07.10.2023
Gedanken zur Woche - Jahreszeiten und Lebenszeiten

Jetzt im Oktober verwandelt sich der Sommer in den Herbst. Bunte Blätter und weiches Licht versetzen unsere Augen in Freude. Die Farben des Lebens leuchten anders, die Zugvögel am Himmel fliegen gen Süden und wir schauen ihnen sehnsuchtsvoll hinterher. So bunt wie der Herbst sind auch unsere Lebenszeiten. Die kurze und lebenslang prägende Kindheit. Die aufregend pubertierende Jugend. Die anstrengenden Jahrzehnte des Berufs und der Familie. Das Alter, von dem keiner weiß, wieviel Zeit noch bleibt. Die Jahreszeiten wiederholen sich jedes Jahr. Die Lebenszeiten gibt es für jeden nur einmal. Ihre Länge ist ungewiss. Aber die vergangenen Lebenszeiten sind unabhängig vom Lebensalter in uns aktiv und gestalten unseren Alltag. Jahreszeiten und Lebenszeiten treiben unterschiedliche Blüten. Färben mit Ereignissen die Natur und unser Leben. Mal sind sie farbenfroh und leicht, mal grau und schwer.

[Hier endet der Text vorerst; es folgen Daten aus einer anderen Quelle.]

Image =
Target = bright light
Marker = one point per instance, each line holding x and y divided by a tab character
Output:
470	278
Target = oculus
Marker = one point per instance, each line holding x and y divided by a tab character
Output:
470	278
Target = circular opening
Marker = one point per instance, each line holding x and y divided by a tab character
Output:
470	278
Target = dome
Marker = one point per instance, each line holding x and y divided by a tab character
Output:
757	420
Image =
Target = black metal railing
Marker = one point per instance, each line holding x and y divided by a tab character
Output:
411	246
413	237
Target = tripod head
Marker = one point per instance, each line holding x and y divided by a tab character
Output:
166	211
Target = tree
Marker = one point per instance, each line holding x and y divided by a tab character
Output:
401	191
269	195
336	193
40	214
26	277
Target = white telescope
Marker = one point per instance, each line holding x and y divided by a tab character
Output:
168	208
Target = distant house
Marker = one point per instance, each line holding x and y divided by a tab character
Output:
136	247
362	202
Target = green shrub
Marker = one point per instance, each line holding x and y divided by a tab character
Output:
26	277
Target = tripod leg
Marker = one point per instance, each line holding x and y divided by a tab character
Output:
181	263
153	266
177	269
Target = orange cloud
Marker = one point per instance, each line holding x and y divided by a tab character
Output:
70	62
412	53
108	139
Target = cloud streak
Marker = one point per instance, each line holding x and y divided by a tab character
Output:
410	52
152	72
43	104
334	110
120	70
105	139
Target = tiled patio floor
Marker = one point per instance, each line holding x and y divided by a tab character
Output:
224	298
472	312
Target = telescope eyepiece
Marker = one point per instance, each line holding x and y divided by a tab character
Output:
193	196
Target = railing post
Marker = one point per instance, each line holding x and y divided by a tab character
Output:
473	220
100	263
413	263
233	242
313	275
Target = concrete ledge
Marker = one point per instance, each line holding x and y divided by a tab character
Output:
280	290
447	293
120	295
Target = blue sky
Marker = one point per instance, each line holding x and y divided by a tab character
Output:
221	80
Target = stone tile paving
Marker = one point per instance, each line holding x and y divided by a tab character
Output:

Der Wechsel verhindert die Langeweile und schafft Vorfreude auf das Kommende. Wenn der Herbst beginnt, fängt das große Loslassen an. Die Bäume lassen ihre Blätter los. Die Blätter fallen auf die Erde, die sie bis dahin nur von oben gesehen haben. Sie kehren zu ihrem Wurzeln zurück. Von meiner Bank im Garten, sehe ich manches Blatt von dem Bäumen hinunter schweben. Sanft und tänzelnd kommt es lautlos auf der Erde an. Das mit den Augen zu verfolgen, hat etwas Meditatives. Das Fallen der Blätter ist ein Bild für das ständige Loslassen in den verschiedenen Phasen unseres Lebens. Wir können nicht alles behalten, was uns das Leben in seiner Vielfalt beschert und zumutet. Die richtige Balance zu finden zwischen Behalten und Loslassen, ist eine Lebensaufgabe für sich. Eine herausfordernd schwierige. Gerade in schweren Zeiten fällt das nicht leicht. Um loslassen zu können ist Gelassenheit gefragt. Diese kann durch Meditation spürbar in uns wachsen. Der Herbst mit seinen fallenden Blättern zeigt das auf eine natürliche Weise. Ohne Worte sagt diese Jahreszeit etwas über unsere Lebenszeit: lerne loszulassen. Und der biblische Paulus schreibt das im Blick auf die Dinge des Lebens so: haben, als hätte man nicht.